А вот это уже новость плохая. Бен собирается на две недели в Бандоль, попросил меня составить ему компанию — очень соблазнительно. Но не могу же я бросить Лэнд в Париже на Геддеса Брауна.
[Август]
Завтрак в пивном баре „Лютеция“ с Лэнд и Геддесом. Они, похоже, совсем на дружеской ноге, у них даже есть общая шутка — что-то насчет Хью и одного из псов, — вспомнив об этом, они расхохотались чуть не до слез. Когда я спросил, в чем там было дело, мне ответили, что это слишком долго рассказывать.
Позже Лэнд сказала Брауну о галерее Бена, а затем высказала предположение, что Бен может стать для Брауна идеальным агентом — да еще и в Париже, не больше, не меньше.
— Ведь правда, это было бы прекрасно, Логан?
— Что? А… Да, прекрасно.
— Давайте сходим к нему. Прямо сегодня, под вечер.

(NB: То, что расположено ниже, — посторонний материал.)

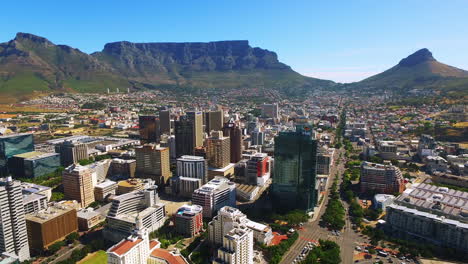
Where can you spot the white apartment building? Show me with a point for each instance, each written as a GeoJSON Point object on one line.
{"type": "Point", "coordinates": [134, 249]}
{"type": "Point", "coordinates": [229, 218]}
{"type": "Point", "coordinates": [193, 167]}
{"type": "Point", "coordinates": [13, 233]}
{"type": "Point", "coordinates": [215, 194]}
{"type": "Point", "coordinates": [237, 247]}
{"type": "Point", "coordinates": [131, 209]}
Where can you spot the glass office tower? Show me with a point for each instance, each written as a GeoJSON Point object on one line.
{"type": "Point", "coordinates": [11, 145]}
{"type": "Point", "coordinates": [294, 180]}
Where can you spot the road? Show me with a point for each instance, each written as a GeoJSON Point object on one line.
{"type": "Point", "coordinates": [312, 231]}
{"type": "Point", "coordinates": [65, 253]}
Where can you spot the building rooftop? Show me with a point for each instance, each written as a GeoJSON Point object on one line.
{"type": "Point", "coordinates": [14, 135]}
{"type": "Point", "coordinates": [87, 213]}
{"type": "Point", "coordinates": [167, 256]}
{"type": "Point", "coordinates": [50, 213]}
{"type": "Point", "coordinates": [28, 197]}
{"type": "Point", "coordinates": [105, 184]}
{"type": "Point", "coordinates": [35, 155]}
{"type": "Point", "coordinates": [33, 188]}
{"type": "Point", "coordinates": [124, 246]}
{"type": "Point", "coordinates": [215, 184]}
{"type": "Point", "coordinates": [436, 200]}
{"type": "Point", "coordinates": [189, 209]}
{"type": "Point", "coordinates": [190, 158]}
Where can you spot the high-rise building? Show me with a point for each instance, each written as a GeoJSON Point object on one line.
{"type": "Point", "coordinates": [257, 137]}
{"type": "Point", "coordinates": [325, 161]}
{"type": "Point", "coordinates": [193, 167]}
{"type": "Point", "coordinates": [258, 169]}
{"type": "Point", "coordinates": [237, 247]}
{"type": "Point", "coordinates": [168, 141]}
{"type": "Point", "coordinates": [71, 152]}
{"type": "Point", "coordinates": [149, 129]}
{"type": "Point", "coordinates": [13, 232]}
{"type": "Point", "coordinates": [184, 136]}
{"type": "Point", "coordinates": [197, 120]}
{"type": "Point", "coordinates": [188, 220]}
{"type": "Point", "coordinates": [50, 225]}
{"type": "Point", "coordinates": [122, 169]}
{"type": "Point", "coordinates": [294, 180]}
{"type": "Point", "coordinates": [215, 194]}
{"type": "Point", "coordinates": [165, 122]}
{"type": "Point", "coordinates": [153, 162]}
{"type": "Point", "coordinates": [381, 178]}
{"type": "Point", "coordinates": [137, 208]}
{"type": "Point", "coordinates": [11, 145]}
{"type": "Point", "coordinates": [218, 151]}
{"type": "Point", "coordinates": [233, 131]}
{"type": "Point", "coordinates": [78, 184]}
{"type": "Point", "coordinates": [186, 186]}
{"type": "Point", "coordinates": [270, 110]}
{"type": "Point", "coordinates": [213, 121]}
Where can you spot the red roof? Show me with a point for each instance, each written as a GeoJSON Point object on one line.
{"type": "Point", "coordinates": [167, 256]}
{"type": "Point", "coordinates": [153, 243]}
{"type": "Point", "coordinates": [124, 246]}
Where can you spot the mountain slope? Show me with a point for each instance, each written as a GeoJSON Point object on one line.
{"type": "Point", "coordinates": [31, 64]}
{"type": "Point", "coordinates": [419, 70]}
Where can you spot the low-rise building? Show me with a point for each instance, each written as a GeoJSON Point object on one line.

Сколько рвения — и все ради Геддеса Брауна, сидевшего рядом, равнодушно пережевывая кусок мяса. Я сказал ей, что Бен уехал на юг, к Средиземному морю. На самом-то деле, через пару дней он должен вернуться, но будь я проклят, если стану оказывать Геддесу Брауну хоть какие-то услуги. В итоге, мы отправились в его ателье, запущенную квартирку невдалеке от Бастилии. Похоже, все, что он здесь пишет, это маленькие темные портреты соседей: сильные, костлявые лица, стилизованные, очень много черного цвета. Должен признать, они неплохи.
Понедельник, 25 августа
Это становится смешным. Я жарюсь в августовском Париже, ловя разрозненные, недолгие свидания с Лэнд, просто-напросто трачу попусту время. У Берланжеров дом в Трувиле, они проводят там август. М. Берланжер наезжает в Париж на день-другой, когда того требуют дела, так что Лэнд появляется здесь редко. Но, по крайности, в ее отсутствие я утешась тем, что она недоступна и для ненавистного Брауна. Думаю, это присущее ему сочетание мускулистой гибкости и херувимских, рассыпчатых светлых локонов внушает мне такое отвращение.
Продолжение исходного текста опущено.